In apparenza un componimento semplice, se non banale: le rime ripetitive disseminate quasi a caso e la paratassi gli conferiscono un suono cantilenante e quell'aura di nonsense caratteristica di molte filastrocche. Ma l'apparenza non è la sostanza.
Mi pare di individuare nel testo una precisa volontà di understatement, quasi a voler distogliere il lettore dai temi di non poco conto sui quali ti soffermi. E se questo è l'intento, allora tutto torna: sia la paratassi sia le rime semplificate. Si coglie un progetto ben strutturato che si allarga anche alla tua prosa e che possiamo chiamare "stile".
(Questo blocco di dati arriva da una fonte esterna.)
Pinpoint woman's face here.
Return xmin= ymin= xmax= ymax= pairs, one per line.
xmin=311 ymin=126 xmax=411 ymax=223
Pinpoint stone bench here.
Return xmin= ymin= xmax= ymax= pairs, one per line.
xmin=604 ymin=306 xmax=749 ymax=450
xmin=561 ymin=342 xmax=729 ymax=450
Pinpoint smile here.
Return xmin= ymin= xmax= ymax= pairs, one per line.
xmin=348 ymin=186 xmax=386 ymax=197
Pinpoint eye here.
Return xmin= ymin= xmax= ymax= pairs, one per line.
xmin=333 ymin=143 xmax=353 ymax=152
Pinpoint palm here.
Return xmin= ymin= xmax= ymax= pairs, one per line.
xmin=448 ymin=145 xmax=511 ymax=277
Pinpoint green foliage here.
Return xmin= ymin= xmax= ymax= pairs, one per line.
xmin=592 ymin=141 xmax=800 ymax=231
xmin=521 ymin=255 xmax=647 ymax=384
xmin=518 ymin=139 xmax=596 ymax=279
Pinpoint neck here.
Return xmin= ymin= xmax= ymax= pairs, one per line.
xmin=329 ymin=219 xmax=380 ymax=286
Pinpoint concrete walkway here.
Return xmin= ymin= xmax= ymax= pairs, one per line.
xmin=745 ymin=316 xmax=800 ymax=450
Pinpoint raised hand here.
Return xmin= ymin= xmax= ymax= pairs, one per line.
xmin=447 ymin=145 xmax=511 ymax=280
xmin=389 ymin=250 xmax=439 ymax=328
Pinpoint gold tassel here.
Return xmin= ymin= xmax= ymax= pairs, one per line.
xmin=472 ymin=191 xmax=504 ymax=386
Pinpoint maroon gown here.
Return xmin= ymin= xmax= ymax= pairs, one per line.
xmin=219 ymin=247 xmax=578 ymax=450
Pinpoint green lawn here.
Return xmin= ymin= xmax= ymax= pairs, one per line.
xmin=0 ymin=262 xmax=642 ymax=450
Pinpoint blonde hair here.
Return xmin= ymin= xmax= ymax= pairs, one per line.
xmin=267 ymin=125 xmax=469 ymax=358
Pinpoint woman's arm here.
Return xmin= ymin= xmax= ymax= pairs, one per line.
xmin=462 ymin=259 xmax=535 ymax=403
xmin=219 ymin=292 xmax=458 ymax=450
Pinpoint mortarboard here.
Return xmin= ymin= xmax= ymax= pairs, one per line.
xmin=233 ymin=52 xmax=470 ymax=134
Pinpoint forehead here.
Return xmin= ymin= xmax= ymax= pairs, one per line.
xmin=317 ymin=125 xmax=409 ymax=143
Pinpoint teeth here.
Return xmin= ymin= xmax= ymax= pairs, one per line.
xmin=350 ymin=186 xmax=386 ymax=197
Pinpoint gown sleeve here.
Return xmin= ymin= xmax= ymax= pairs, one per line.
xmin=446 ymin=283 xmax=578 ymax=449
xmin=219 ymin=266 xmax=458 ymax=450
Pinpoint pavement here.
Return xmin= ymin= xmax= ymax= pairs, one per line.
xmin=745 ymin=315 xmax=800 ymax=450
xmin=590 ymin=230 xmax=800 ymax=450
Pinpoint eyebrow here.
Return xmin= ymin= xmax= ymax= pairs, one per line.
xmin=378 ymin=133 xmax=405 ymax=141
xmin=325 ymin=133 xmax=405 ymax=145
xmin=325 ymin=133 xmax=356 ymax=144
A volte penso che ho un amico stanco.
Prego per lui e lo penso tanto.


L'accenno all'amico potrebbe anche essere un modo per celare sé stessi: l'io lirico, a mio avviso, si rivolge difatti a quella parte di sé che percepisce come debole. La preghiera indica l'affidarsi a Dio, confidando in un cambiamento; il "pensare intensamente" rivela invece un'azione più concreta: riflettiamo per trovare soluzioni (il che potrebbe rimandare al solido proverbio "Aiutati, che Dio t'aiuta").

So che le mie parole non arrivano sempre.
Forse mai.
Pregare e pensare forse non serve a tanto.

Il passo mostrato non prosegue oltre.